Display

Moving past the design the next point of interest is going to be the display which is one of the major elements of any smartphone, and pretty much the first thing you’re going to notice when you power on the phone. It’s easy to look at a display and provide some fluff about how the colors pop and how the high contrast leads to dark, inky blacks, but to rely solely on subjective observation really fails to capture the full extent of what a display is really like. If you put two displays side by side, you can tell that one is more visible outdoors, but there’s no way of distinguishing whether this is the case because of differences in display reflectance or display luminance. Other factors like gamut and gamma can also affect perceived visibility which is the basis for technologies like Apical’s Assertive Display system.

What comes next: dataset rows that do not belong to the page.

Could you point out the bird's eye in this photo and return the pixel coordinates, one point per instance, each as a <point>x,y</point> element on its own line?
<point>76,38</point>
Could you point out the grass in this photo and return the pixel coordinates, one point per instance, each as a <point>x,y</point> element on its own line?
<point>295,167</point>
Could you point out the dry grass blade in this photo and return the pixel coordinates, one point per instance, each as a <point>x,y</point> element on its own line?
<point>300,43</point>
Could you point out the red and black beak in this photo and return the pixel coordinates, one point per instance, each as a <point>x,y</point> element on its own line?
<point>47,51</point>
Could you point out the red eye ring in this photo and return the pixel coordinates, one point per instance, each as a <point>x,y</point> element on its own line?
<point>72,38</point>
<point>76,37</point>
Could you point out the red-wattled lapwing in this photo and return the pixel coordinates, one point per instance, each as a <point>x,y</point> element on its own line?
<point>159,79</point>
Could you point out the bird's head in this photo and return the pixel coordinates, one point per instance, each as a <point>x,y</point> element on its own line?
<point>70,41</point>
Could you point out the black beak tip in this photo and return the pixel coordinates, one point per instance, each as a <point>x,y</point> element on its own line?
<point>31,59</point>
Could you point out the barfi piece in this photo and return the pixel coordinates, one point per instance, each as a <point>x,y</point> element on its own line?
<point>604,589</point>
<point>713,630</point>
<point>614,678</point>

In order to try and separate out these various effects and reduce the need for relative testing we can use testing equipment that allows for absolute values which allow us to draw various conclusions about the ability of a display to perform to a certain specification. While in some cases more is generally speaking better, there are some cases where this isn’t necessarily true. An example of this is gamut and gamma. Although from an engineering perspective the ability to display extremely wide color gamuts is a good thing, we’re faced with the issue of standards compliance. For the most part we aren’t creating content that is solely for our own consumption, so a display needs to accurately reproduce content as the content creator intended. On the content creation side, it’s hard to know how to edit a photo to be shared if you don’t know how it will actually look on other people’s hardware. This can lead to monetary costs as well if you print photos from your phone that look nothing like the on-device preview.

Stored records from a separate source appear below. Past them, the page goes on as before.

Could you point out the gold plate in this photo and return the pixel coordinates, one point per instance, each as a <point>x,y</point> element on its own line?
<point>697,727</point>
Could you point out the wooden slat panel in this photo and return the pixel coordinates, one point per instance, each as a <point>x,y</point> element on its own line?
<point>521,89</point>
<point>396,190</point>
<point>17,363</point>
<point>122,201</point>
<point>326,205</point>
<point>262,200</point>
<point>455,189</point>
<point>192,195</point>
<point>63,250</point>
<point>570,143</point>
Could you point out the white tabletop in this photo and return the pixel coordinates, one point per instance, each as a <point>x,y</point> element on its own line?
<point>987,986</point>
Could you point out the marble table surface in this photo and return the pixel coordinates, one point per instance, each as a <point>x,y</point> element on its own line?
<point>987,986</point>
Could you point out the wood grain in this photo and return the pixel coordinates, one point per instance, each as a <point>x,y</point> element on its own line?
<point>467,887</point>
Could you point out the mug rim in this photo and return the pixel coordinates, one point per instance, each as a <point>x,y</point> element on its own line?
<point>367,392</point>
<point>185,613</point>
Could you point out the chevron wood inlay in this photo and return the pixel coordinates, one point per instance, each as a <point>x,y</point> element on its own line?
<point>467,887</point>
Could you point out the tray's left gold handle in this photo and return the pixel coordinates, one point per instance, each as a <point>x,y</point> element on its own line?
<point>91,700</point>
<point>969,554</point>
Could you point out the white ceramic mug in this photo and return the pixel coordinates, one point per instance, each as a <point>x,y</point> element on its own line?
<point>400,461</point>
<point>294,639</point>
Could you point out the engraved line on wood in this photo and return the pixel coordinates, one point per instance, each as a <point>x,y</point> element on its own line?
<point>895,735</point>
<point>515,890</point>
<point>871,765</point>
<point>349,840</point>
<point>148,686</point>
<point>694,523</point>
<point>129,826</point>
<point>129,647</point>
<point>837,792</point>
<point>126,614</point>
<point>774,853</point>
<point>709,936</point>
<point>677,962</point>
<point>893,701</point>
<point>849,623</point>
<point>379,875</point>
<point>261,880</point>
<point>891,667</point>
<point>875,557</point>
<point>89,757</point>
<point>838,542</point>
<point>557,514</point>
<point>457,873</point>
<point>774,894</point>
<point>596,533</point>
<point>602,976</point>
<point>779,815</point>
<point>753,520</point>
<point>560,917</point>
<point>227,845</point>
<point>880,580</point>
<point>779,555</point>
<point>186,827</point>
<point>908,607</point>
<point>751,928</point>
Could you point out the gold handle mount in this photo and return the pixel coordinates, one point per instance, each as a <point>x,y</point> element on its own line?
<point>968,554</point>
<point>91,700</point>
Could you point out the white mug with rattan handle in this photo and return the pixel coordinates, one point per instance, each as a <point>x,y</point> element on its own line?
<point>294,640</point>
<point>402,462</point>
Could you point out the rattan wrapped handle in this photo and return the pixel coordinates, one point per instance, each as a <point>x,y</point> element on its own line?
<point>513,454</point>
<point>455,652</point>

To test all relevant aspects of a mobile display, our current workflow uses X-Rite’s i1Display Pro for cases where contrast and luminance accuracy is important, and the i1Pro2 spectrophotometer for cases where color accuracy is the main metric of interest. In order to put this hardware to use we use SpectraCal/Portrait Display’s CalMAN 5 Ultimate for its highly customizable UI and powerful workflow.

Before we get into the results though I want to discuss a few choice aspects of the Galaxy Note7’s display. At a high level this is a 5.7 inch 1440p Super AMOLED display that is made by Samsung with a PenTile subpixel matrix that uses two subpixels per logical pixel in a diamond arrangement. The display driver supports panel self-refresh as a MIPI DSI command panel rather than a video panel. In the Snapdragon 820 variant of this device it looks like there isn’t a dynamic FPS system and a two lane system is used so the display is rendered in halves. The panel identifies itself as S6E3HA5_AMB567MK01 which I’ve never actually seen anywhere else, but if we take the leap of guessing that the first half is the DDIC this uses a slightly newer revision of DDIC than the S6E3HA3 used in the Galaxy S7. I’m guessing this allows for the HDR mode that Samsung is advertising, but the panel is likely to be fairly comparable to the Galaxy Note5 given that the Galaxy S7 panel is fairly comparable to what we saw in the Galaxy S6.

Display - Max Brightness

Display - Max Brightness (Boost)

Looking at the brightness of the display, it’s pretty evident that the Galaxy Note7 is a bright panel, especially when compared to things like the HTC 10 and LG G5. The G5 does reach “800 nits” with its auto brightness boost, but the true steady state is nowhere near that point while the Galaxy Note7’s display can actually stay at its boost brightness for a reasonable amount of time and I’ve never really noticed a case where the boost brightness couldn’t be sustained if the environment dictated it.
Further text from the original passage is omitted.